I giorni corrono veloci quando hai tante cose da fare. È un meccanismo della mente, l’hai sentito una volta in televisione. Fai tante cose, ma sono talmente ordinarie e noiose che il cervello non ne trova neppure una degna di essere ricordata. E così, anche senza una casa o forse proprio per questo, il giorno del compleanno arriva prima che tu te ne accorga, e soprattutto prima che tu riesca a comprare alcunché.
Va’, alzati e cammina. Sveglia i bambini. Litiga per farli lavare, litiga per farli spicciare a vestirsi, poi spiega al grande che non può andare alla festa e dissipa i suoi capricci. Va’, alzati e cammina. Senza la giacca giusta, senza esserti lavata i capelli, senza aver lavato i capelli ai bambini. E senza regalo.
«Ma chi è questa bambina?», la domanda ti viene fuori mentre guardi la strada davanti a te, ma Jacopo crede che stai parlando con lui.
«La festeggiata, ma’? Martina?».
«Martina, ecco. Martina. Chi è? E perché ti ha invitato, te l’ha detto?».
«Non lo so. Ha invitato tutti e ha invitato anche me».
Camminate tenendovi per mano, tu al centro e i bambini di fianco. Il nome di Martina non ti dice nulla, è da mo’ che hai smesso di chiedere ai tuoi figli com’è che va a scuola, e nemmeno il nome della via ti dice un granché. Ma man mano che cammini e – che freddo, che inizia a fare – ti rendi conto che anziché andare in uno dei quartieri residenziali che ti eri immaginata state ruotando attorno al centro.
«È lontano», dici, «perché abita così lontano, se viene a scuola con te?», ma la domanda è un po’ troppo difficile per un bambino di sette anni, e Jacopo resta semplicemente in silenzio, un piede dopo l’altro sul marciapiede spaccato.
«È lontano», ripeti, mentre circumnavighi un centro che non è mai stato tanto distante, mentre ti muovi da una periferia a un’altra, da cassonetti svuotati a panchine circondate da bottiglie di birra vuote, da cartelli che dicono Vendesi, Vendesi, Vendesi ai bigliettini appiccicati ai pali della luce con cui oggigiorno si cerca lavoro – donna, 51, italiana, offresi per pulizie e/o cura di anziani e/o bambini.
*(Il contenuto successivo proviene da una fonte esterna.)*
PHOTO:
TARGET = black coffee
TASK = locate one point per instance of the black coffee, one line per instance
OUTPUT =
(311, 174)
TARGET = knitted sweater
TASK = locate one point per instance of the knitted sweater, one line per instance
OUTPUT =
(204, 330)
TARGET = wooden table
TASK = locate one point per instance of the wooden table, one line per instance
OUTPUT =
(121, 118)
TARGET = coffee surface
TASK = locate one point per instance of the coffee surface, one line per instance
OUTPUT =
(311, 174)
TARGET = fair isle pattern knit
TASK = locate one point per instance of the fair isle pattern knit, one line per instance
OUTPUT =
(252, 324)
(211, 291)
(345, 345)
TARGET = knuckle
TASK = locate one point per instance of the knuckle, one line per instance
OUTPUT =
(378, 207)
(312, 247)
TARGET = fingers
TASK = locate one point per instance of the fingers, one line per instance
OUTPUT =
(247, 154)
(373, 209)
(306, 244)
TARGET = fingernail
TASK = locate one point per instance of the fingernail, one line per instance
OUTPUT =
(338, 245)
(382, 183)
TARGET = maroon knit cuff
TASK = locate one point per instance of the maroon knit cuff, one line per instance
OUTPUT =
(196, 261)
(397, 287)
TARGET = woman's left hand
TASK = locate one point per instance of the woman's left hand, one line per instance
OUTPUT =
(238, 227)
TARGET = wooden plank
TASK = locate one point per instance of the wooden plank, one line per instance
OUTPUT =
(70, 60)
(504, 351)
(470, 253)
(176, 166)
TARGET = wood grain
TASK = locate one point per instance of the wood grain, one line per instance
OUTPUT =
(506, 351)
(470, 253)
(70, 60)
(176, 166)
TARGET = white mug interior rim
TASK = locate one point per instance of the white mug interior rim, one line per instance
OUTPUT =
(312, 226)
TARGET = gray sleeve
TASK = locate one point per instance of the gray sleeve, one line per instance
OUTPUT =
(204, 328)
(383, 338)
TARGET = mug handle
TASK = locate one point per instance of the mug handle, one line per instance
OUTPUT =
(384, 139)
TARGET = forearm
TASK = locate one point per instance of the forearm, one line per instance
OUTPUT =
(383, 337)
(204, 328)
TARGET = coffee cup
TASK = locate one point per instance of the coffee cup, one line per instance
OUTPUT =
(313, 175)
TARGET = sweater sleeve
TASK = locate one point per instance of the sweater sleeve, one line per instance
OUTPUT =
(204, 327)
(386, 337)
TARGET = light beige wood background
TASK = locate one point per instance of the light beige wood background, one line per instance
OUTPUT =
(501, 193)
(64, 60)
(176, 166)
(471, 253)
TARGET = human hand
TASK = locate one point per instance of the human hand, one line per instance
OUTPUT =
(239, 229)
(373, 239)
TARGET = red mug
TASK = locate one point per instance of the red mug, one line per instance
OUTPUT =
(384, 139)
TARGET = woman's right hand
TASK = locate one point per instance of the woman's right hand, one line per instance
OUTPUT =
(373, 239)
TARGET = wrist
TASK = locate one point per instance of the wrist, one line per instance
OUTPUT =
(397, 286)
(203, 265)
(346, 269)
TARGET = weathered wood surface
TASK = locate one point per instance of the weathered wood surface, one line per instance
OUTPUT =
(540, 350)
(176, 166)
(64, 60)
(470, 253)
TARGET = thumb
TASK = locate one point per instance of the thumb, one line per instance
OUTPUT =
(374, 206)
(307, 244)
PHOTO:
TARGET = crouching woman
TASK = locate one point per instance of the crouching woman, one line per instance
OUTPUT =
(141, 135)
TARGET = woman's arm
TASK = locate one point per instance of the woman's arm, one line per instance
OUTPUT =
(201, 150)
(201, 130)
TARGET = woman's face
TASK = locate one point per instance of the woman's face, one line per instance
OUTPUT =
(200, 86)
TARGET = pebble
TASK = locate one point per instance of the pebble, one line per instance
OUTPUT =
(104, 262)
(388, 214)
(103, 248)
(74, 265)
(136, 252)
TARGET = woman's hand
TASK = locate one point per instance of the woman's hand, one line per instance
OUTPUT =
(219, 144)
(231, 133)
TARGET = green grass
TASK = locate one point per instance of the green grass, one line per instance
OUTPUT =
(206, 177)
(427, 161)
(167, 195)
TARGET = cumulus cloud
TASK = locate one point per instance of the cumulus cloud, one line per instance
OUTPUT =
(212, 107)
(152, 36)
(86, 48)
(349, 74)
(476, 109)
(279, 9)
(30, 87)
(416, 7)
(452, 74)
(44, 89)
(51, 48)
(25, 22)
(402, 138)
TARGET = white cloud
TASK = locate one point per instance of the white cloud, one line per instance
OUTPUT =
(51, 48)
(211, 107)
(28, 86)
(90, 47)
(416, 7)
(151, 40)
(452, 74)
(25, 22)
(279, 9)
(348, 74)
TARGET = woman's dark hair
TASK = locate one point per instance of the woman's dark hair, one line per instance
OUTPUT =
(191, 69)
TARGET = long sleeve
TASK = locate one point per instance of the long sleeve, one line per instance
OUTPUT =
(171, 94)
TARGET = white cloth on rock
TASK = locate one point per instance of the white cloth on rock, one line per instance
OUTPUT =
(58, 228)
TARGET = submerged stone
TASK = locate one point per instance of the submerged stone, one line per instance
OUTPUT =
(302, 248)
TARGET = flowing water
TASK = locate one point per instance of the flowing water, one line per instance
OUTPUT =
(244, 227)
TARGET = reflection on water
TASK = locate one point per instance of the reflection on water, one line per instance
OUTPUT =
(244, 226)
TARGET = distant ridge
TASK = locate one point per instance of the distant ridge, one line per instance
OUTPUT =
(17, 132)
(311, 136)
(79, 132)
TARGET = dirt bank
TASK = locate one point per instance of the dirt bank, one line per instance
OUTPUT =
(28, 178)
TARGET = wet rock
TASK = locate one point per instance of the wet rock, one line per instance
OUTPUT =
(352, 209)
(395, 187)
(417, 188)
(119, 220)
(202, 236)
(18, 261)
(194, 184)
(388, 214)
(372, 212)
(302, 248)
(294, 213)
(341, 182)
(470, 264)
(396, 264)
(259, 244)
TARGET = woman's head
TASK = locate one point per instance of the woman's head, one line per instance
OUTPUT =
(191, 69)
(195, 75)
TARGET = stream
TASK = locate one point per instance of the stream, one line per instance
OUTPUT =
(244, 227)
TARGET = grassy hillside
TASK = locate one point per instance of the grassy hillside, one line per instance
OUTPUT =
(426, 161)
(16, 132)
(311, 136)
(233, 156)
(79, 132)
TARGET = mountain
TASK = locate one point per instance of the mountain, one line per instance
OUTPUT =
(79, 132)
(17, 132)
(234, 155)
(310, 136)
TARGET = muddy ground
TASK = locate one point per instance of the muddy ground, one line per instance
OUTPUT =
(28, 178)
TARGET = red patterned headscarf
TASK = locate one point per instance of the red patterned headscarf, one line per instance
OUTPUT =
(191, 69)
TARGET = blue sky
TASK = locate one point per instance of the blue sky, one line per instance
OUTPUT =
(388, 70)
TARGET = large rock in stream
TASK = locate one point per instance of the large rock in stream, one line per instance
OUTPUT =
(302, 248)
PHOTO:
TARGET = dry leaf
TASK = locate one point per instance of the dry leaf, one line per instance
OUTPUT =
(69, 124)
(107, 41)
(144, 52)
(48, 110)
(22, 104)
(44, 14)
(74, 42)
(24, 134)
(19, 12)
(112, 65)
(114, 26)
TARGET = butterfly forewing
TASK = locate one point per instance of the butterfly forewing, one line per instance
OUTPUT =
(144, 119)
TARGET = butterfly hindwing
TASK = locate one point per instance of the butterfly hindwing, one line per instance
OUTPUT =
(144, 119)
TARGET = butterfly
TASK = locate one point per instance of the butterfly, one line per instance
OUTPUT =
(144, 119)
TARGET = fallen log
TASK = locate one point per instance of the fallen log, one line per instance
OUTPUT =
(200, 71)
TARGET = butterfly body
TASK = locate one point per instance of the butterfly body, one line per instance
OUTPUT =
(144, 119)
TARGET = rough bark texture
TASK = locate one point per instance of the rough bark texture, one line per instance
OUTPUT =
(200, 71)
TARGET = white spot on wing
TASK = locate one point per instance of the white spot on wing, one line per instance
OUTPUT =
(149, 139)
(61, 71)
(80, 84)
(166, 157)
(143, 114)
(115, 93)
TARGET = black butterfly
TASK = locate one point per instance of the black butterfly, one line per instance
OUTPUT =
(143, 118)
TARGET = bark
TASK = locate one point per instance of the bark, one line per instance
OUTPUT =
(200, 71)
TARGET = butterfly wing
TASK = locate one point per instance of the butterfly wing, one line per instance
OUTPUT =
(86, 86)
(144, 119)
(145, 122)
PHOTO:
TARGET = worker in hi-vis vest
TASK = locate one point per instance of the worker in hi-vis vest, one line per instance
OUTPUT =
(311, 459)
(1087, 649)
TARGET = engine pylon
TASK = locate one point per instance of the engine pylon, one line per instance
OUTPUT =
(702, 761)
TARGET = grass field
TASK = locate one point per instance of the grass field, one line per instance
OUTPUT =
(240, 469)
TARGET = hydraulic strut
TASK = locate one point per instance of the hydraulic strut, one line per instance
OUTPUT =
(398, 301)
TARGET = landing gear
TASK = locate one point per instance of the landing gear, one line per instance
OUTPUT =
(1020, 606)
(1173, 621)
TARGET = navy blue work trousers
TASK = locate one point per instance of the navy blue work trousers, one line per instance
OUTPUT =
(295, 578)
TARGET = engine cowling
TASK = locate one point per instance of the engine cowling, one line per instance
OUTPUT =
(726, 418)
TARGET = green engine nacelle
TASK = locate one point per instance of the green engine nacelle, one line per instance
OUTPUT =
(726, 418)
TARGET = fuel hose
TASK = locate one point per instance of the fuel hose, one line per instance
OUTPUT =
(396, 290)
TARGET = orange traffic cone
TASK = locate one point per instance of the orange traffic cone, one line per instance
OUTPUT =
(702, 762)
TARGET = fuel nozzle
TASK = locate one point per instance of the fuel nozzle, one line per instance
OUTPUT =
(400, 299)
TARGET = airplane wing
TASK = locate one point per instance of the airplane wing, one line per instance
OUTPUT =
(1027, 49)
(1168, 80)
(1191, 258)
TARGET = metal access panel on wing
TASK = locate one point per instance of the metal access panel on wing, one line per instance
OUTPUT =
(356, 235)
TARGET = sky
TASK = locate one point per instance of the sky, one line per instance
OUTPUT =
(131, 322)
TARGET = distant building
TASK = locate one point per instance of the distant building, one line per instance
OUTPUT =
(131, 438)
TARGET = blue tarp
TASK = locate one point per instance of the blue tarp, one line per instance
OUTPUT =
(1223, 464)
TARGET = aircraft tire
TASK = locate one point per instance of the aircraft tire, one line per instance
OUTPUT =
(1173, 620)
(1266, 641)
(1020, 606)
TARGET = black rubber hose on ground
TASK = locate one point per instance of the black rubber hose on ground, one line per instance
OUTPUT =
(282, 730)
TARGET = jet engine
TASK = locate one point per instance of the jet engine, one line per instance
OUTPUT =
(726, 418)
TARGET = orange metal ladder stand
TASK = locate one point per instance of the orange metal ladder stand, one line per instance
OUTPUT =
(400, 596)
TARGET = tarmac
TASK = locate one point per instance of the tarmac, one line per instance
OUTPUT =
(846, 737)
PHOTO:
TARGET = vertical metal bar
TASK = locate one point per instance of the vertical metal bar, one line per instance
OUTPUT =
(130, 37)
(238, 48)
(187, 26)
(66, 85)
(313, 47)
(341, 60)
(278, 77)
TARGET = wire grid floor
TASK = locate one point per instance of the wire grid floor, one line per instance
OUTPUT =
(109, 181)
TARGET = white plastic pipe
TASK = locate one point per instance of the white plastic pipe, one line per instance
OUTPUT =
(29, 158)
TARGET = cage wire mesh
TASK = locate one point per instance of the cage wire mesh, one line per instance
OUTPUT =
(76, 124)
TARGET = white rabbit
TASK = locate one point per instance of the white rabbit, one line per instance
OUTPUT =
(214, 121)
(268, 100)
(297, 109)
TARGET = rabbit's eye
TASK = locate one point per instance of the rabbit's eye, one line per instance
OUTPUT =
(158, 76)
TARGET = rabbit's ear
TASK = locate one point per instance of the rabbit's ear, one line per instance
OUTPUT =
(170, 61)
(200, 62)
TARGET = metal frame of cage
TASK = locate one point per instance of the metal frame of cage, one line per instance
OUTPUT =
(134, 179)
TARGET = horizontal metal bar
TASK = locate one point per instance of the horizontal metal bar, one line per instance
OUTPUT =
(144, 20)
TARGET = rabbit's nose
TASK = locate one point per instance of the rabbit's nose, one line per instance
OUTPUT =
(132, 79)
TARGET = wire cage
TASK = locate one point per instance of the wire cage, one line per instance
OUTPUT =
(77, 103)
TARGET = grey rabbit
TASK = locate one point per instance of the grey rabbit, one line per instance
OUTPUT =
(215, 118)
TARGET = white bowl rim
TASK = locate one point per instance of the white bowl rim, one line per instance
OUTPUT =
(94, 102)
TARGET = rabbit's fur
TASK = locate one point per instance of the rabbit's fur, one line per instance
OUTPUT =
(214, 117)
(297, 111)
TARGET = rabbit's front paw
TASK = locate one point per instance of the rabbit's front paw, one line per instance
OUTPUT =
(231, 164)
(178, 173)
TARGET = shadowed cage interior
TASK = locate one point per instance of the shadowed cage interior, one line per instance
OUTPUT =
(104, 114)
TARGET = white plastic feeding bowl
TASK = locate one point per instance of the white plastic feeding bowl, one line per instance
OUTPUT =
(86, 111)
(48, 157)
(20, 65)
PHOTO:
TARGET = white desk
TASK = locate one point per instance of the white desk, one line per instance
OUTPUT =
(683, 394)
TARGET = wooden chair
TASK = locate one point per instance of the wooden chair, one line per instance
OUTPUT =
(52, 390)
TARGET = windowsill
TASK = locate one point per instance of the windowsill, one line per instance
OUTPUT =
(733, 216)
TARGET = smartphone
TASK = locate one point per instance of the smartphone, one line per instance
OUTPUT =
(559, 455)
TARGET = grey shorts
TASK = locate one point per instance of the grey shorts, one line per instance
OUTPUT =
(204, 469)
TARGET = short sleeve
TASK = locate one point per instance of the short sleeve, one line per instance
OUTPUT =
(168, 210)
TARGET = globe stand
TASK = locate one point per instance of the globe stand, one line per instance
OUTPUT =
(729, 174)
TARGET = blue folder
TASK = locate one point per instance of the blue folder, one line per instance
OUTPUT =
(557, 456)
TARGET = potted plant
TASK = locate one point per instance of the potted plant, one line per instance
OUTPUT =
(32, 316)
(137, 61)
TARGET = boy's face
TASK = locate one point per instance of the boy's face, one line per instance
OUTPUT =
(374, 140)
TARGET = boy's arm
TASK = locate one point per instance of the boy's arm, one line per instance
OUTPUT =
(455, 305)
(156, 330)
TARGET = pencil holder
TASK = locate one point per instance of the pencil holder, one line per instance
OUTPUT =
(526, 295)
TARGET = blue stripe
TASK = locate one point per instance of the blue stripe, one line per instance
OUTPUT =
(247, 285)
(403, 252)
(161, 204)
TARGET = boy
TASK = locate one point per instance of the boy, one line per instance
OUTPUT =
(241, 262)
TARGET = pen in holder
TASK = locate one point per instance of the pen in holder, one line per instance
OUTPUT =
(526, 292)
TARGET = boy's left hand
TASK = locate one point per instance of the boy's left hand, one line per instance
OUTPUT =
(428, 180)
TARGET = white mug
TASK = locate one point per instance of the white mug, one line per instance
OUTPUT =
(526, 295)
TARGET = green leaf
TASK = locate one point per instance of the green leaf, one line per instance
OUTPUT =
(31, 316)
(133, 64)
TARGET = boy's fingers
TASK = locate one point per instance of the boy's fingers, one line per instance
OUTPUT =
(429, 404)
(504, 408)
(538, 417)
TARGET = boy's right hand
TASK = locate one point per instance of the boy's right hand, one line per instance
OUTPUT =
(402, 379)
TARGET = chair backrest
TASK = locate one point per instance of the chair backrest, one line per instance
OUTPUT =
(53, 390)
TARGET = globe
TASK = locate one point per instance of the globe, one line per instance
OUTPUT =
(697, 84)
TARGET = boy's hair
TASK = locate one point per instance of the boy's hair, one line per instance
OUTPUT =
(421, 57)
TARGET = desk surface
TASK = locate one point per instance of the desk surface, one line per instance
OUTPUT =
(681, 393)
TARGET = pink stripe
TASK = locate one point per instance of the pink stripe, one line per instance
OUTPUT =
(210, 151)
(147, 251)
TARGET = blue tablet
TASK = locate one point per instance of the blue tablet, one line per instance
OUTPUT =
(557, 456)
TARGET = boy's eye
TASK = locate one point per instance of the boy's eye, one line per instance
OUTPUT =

Precisa, Pulita, Puntuale. Referenze! – Da una periferia a un’altra, sì, da un grigio a un altro, da una povertà a una povertà. Te ne accorgi, lo percepisci, ma ti stupisce lo stesso. E ti stupisce fino alle lacrime quando, alzando lo sguardo, scopri incredula che all’indirizzo che la festeggiata ha scarabocchiato nella sua grafia incerta, al posto di un bel condominio di nuova costruzione c’è una grossa scritta nera che dice “Dormitorio comunale”.